Electronics Checklist
From Tom Igoe:
Nate's document (http://www.oshwa.org/sharing-best-practices/) seems like a good starting point, although I'd suggest rephrasing it to clarify which activities are core to the practice of open-source hardware (i.e. sharing original source / design files) and which are simply useful additions. Should we make a Google Doc (or use a wiki) to edit it collaboratively? Anyone have any specific suggestions for changes
This is indeed a good document, and I wish I'd have known it existed before now. Perhaps one thing that'd be good to do is an OSHWA newsletter or something of that sort, for when new things like this are released. Maybe I just missed a mail.
A few comments on it:
It's a good checklist for electronics. What about making it an online checklist? I'm imagining a tool that generates a file manifest for your repo, something like this:
- Photos:
- Design:
- BOM:
- Code:
- Required Tools:
It'd be a form, basically, and you just go through and enter file names, and at the end it generates a document for you. It doesn't really do a lot, but it reminds you what to release, and gives you a handy way to gather that info. Might even be possible as a Google docs spreadsheet with a form.
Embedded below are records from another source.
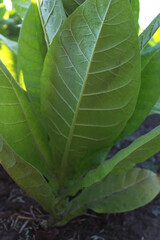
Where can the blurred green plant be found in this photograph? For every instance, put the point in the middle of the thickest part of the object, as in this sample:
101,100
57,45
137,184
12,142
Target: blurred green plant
69,91
10,22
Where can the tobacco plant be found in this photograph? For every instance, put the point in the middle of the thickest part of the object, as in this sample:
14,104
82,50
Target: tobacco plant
75,84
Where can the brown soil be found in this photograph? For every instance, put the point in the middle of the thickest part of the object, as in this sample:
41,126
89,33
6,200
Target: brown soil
21,218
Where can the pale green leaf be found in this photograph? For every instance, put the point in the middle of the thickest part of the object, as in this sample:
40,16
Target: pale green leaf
148,33
8,54
71,5
90,81
156,108
21,6
135,10
27,177
116,193
52,17
31,53
149,91
12,45
19,125
139,151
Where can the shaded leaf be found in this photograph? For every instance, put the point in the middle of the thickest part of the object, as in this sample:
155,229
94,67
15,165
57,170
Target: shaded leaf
116,193
71,5
139,151
156,108
148,33
26,176
91,76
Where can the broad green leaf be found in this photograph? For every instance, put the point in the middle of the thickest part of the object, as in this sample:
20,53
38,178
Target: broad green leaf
139,151
156,108
71,5
19,125
149,91
21,6
135,10
8,54
31,53
26,176
90,81
148,33
52,17
116,193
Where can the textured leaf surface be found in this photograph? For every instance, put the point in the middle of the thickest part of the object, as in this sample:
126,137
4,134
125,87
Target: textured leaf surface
139,151
149,91
135,10
26,176
156,108
8,54
21,6
71,5
90,81
52,16
117,193
19,125
148,33
31,53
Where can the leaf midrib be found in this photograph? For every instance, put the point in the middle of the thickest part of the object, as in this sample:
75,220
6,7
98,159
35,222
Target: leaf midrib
65,156
30,129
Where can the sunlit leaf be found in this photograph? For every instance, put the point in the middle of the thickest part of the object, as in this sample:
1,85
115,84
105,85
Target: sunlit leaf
52,16
71,5
31,53
148,33
90,81
149,91
19,125
8,55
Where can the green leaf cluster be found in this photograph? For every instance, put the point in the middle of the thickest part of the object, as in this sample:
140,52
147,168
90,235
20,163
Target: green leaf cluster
77,82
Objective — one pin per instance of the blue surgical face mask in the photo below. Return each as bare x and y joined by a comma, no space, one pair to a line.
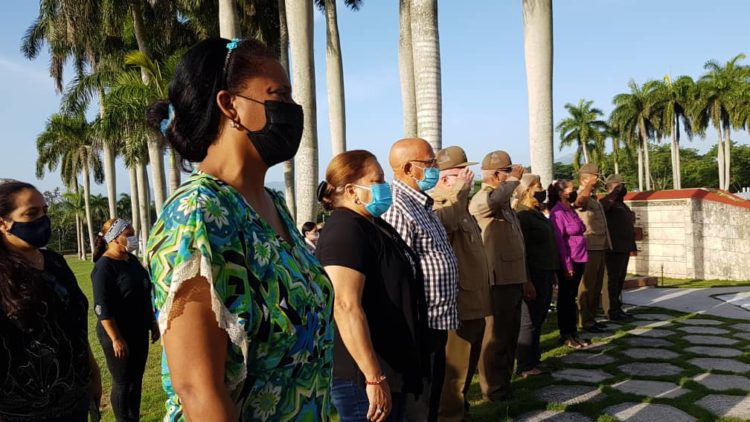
430,177
380,198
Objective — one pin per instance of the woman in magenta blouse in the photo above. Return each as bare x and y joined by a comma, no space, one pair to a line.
571,245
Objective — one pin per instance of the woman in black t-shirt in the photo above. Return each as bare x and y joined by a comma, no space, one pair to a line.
47,371
122,304
379,305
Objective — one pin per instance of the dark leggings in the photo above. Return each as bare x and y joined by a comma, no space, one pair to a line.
127,374
567,292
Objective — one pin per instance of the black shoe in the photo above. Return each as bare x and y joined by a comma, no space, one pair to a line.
626,315
584,341
593,329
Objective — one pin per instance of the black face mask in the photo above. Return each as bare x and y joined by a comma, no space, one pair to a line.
279,139
36,233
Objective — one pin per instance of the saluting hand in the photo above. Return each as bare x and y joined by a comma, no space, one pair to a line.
155,335
517,171
120,347
465,177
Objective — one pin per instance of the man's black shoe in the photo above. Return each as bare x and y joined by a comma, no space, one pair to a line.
593,329
626,315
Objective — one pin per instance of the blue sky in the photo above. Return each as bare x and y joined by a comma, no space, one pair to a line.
598,46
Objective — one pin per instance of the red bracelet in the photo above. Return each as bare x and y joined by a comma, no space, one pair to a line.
378,381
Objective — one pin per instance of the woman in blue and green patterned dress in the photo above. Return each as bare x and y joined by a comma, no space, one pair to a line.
243,307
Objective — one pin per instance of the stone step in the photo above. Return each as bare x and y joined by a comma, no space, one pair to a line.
636,282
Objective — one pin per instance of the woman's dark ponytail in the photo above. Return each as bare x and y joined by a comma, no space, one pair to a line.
21,286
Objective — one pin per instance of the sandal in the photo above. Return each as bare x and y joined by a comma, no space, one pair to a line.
572,343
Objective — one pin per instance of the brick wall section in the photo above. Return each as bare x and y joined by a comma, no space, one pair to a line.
692,234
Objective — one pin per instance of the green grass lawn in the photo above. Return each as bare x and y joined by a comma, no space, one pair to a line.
152,402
Taking it a step further, you could put, by each document, a field to enter the license for that document if there is one. Might list the tool used to generate the document too. The tool could then generate something like this:
Photos (licensed under CC_BY_SA): Topview.jpg sideview.jpg detail.jpg
Design: Electrical (released under CC_BY_SA): (made with Eagle) foo.sch foo.brd etc. mechanical (released under CC_BY_SA) (made with Illustrator) case.dxf top.dxf (etc)
Firmware (released under LGPL) * note: for complex projects you might have a line by line license list (made with avr-gcc): foo.h foo.c
The advantage of something like this is that it could offer an informal documentation standard based on the best practices list.